From my own six minutes on stage (OK, OK, Pam Horan! It was six-and-a-half minutes!), two stats garnered the most interest. At least if the twitterers in the room were representative. 1) Ten percent of the photos taken by humankind were taken in the past 12 months (source), and 2) Google estimates there are somewhere north of 3 trillion images online. Outside discussions of the federal debt, I guess, you just don’t get to use the word trillion that often.

Jason Cavnar, CEO of Singly, introduced a provocative thought: In the future identity will become a paid service.

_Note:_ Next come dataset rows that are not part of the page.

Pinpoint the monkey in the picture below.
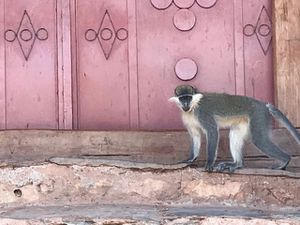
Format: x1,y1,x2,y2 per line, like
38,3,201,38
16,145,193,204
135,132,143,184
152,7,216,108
169,84,300,172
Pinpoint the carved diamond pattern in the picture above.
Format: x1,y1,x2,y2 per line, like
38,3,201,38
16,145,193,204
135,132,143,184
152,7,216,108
243,6,272,55
4,10,48,61
85,10,128,60
16,11,37,60
256,6,272,55
97,11,117,60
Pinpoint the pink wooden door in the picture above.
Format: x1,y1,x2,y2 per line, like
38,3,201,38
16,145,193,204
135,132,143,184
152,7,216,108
0,0,58,129
74,0,273,131
74,0,132,130
0,0,272,131
137,0,273,130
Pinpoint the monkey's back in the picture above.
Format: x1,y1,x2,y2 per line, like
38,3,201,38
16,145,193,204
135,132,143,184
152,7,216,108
197,92,267,117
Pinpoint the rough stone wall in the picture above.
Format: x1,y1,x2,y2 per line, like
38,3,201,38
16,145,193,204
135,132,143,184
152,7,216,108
0,164,299,208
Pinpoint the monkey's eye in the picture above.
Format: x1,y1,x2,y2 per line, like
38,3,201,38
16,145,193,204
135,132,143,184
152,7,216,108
179,95,192,103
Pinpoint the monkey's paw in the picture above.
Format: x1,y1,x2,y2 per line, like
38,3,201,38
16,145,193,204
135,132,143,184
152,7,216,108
215,162,239,173
204,164,214,172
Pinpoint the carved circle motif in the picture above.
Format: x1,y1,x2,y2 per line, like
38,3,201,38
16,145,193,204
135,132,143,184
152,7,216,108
243,24,255,37
85,29,98,41
36,28,49,41
116,28,128,41
100,28,113,40
173,0,195,9
150,0,173,10
20,29,33,41
196,0,217,9
258,24,271,37
173,9,196,31
175,58,198,81
4,29,17,42
5,27,49,42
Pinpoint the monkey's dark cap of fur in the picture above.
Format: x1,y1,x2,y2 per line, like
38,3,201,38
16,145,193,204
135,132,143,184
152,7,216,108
175,85,196,96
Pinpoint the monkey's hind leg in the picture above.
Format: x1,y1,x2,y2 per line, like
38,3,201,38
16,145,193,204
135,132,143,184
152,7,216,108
204,127,219,172
216,123,248,173
251,128,290,171
252,137,291,170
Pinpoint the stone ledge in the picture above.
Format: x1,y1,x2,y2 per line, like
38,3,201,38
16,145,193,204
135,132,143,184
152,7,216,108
49,156,300,178
0,130,299,170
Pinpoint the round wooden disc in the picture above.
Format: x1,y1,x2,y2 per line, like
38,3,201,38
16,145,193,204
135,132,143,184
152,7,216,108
175,58,198,81
173,9,196,31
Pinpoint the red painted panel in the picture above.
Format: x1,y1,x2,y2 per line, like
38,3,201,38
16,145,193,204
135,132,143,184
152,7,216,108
137,1,237,130
76,0,130,130
4,0,58,129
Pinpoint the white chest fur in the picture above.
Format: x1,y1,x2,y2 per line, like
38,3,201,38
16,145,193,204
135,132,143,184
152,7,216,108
181,112,204,134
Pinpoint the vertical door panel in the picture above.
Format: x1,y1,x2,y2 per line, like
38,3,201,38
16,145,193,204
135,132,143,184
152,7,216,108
76,0,130,130
243,0,274,103
137,1,236,130
0,0,5,129
4,0,58,129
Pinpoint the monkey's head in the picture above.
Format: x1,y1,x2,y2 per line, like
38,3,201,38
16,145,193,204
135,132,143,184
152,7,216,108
169,85,203,112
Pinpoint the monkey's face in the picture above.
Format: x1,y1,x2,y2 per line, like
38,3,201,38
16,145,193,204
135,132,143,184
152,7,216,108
169,93,203,113
179,95,193,112
169,85,203,112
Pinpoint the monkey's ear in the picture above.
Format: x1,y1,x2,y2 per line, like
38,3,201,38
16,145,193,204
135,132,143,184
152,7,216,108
168,96,179,104
168,97,182,109
192,86,199,94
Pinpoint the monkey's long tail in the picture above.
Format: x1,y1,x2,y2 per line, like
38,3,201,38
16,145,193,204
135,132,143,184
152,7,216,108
266,103,300,145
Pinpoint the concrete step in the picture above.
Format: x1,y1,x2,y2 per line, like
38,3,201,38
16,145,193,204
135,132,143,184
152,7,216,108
0,204,300,225
1,131,299,224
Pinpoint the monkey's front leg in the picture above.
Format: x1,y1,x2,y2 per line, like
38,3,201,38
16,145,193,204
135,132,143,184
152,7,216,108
181,129,201,164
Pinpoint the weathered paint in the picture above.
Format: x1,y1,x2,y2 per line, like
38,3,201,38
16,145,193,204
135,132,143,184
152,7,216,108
0,0,5,129
137,0,273,130
0,0,274,130
243,0,274,102
75,0,131,130
1,0,58,129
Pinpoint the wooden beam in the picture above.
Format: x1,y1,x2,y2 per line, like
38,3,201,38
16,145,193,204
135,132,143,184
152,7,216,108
57,0,73,129
233,0,245,96
273,0,300,127
127,0,139,129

My interpretation: The premium online publishers in the room should put less energy into paywalls and more effort into understanding the real monetary value of audience-data-as-currency. (And the rest of us should spend some time considering how much personal data we currently hand over to websites and ad networks, free of charge.) He also sees a near-future for advertising that’s greatly impacted by HTML5: Forget the crap we mostly put inside 300×250 banners, “turn them into storefronts for brands and newsstands for publishers.”

Moat’s Jonah Goodheart offered a breath of fresh air amid the smog of hyperactive audience targeting by the DSPs: Context matters more than clicks. He cited an example of a wealth management firm canceling an ad campaign with a premium business publication because the click-through rate was low. I’m trying to imagine 1) having enough money that I need a wealth manager, and then 2) clicking on a banner, entering my newfound $8 million dollars into a web form, and hitting Submit. (Here’s who clicks on ad banners.)

My two favorite quotes of the day came from Liberty Media’s Michael Zeisser. First, a summation of his years as a consultant: “I spent 13 years at McKinsey hunting for synergies, and I never found any.” And a word about punditry: “It’s easy to predict the future, unless you have to live the with the consequences.” True enough.